Les touristes ont encore boudé la Polynésie en décembre 2013, encore 4 585 visiteurs en moins par rapport à 2012. Cela se répercute sur la fréquentation hôtelière. L’Amérique du Nord est le seul marché émetteur en hausse sur le dernier mois de l’année. Le nombre de touristes venant de France  enregistre le plus fort recul (-23,7%). C’est depuis janvier 2013 un recul de 2,7% par rapport à 2012.

Aéroport de Tahiti a annoncé son programme de grands travaux ; rénovation de la piste qui permettra d’accueillir des Boeing 777-300, l’Airbus 380, l’Airbus 340-600. Une arrivée internationale repensée, de nouveaux carrousels  à bagages, et dès l’arrivée les voyageurs internationaux seront plongés dans l’ambiance polynésienne grâce à la collaboration du Centre des métiers d’art et du Musée de Tahiti et des îles. Pourvu qu’ils ne plongent pas trop profond… et qu’ils puissent ressortir !

Vahines nues Tahiti

Il y a ceux qui quittent le Peï, il y a ceux qui arrivent au Peï, d’après l’ISPF (L’Institut de la statistique de la Polynésie Française) l’exode est sans précédent. Rappel : entre 2007 et 2012 18 350 personnes ont quitté la Polynésie ; sur la même période 10 650 venus de l’étranger ou de métropole se sont installés au fenua ; soit un déficit de 7 550 âmes en 5 ans. Qui part ? Pourquoi part-on ? Difficile de le dire avoue le statisticien puisqu’on ne les interroge pas ! Par contre on remarque que toutes les tranches d’âges sont touchées. Pour les jeunes à la recherche d’un emploi, la Nouvelle-Calédonie apparaît comme un nouvel eldorado. D’autres, tel ce commerçant de 40 ans s’envolera sous peu pour Singapour.
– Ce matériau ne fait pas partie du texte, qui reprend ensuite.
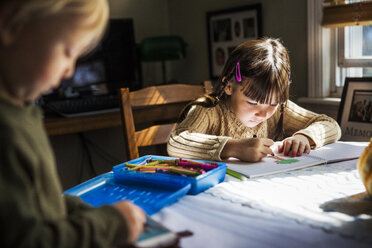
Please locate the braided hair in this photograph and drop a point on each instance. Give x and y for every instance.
(264, 73)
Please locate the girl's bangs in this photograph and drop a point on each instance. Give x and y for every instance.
(265, 90)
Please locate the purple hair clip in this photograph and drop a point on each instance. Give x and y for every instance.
(237, 72)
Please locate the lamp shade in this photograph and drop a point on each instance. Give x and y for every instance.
(163, 48)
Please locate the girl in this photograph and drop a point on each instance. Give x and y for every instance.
(40, 41)
(249, 109)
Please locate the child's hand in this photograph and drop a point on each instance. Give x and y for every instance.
(295, 146)
(134, 216)
(251, 150)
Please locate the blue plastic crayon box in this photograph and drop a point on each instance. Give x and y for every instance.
(151, 191)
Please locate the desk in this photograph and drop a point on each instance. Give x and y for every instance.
(56, 125)
(228, 215)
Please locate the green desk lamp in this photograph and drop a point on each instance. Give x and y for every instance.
(163, 48)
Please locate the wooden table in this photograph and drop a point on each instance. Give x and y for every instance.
(56, 125)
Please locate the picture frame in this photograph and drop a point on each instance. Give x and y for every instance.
(228, 28)
(355, 111)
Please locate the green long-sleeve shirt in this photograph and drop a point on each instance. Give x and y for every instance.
(33, 212)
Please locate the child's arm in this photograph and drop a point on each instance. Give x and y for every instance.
(134, 216)
(308, 129)
(251, 150)
(193, 137)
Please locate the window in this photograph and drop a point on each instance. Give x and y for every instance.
(335, 53)
(354, 52)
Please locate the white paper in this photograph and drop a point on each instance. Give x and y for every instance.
(269, 165)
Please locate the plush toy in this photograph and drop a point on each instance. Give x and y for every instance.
(365, 167)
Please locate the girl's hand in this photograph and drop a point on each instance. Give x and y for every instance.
(251, 150)
(134, 216)
(295, 146)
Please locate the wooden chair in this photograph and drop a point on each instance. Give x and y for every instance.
(155, 108)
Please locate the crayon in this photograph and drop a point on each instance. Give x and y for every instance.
(184, 172)
(196, 162)
(167, 161)
(190, 164)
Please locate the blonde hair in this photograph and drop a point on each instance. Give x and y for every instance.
(24, 11)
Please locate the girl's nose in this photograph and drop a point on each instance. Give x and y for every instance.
(262, 112)
(70, 70)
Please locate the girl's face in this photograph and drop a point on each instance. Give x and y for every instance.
(248, 111)
(35, 60)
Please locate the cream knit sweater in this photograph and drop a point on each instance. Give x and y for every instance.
(205, 131)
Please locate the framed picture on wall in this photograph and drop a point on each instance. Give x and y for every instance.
(228, 28)
(355, 111)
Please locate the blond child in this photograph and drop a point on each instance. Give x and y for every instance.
(40, 41)
(249, 110)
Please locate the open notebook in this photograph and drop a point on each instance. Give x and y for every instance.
(331, 153)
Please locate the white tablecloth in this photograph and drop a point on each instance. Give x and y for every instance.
(276, 211)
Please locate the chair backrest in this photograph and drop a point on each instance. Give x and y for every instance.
(156, 108)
Tel retraité trouve que les gens sont de moins en moins sympas et préfère partir ! L’autre, métier du bois, préfère faire ses valises car il a des problèmes de stock et table sur de nouvelles techniques de travail en Europe ; il et regrette le vase clos où il vit ici. L’histoire de la Polynésie est faite ainsi mais demain ?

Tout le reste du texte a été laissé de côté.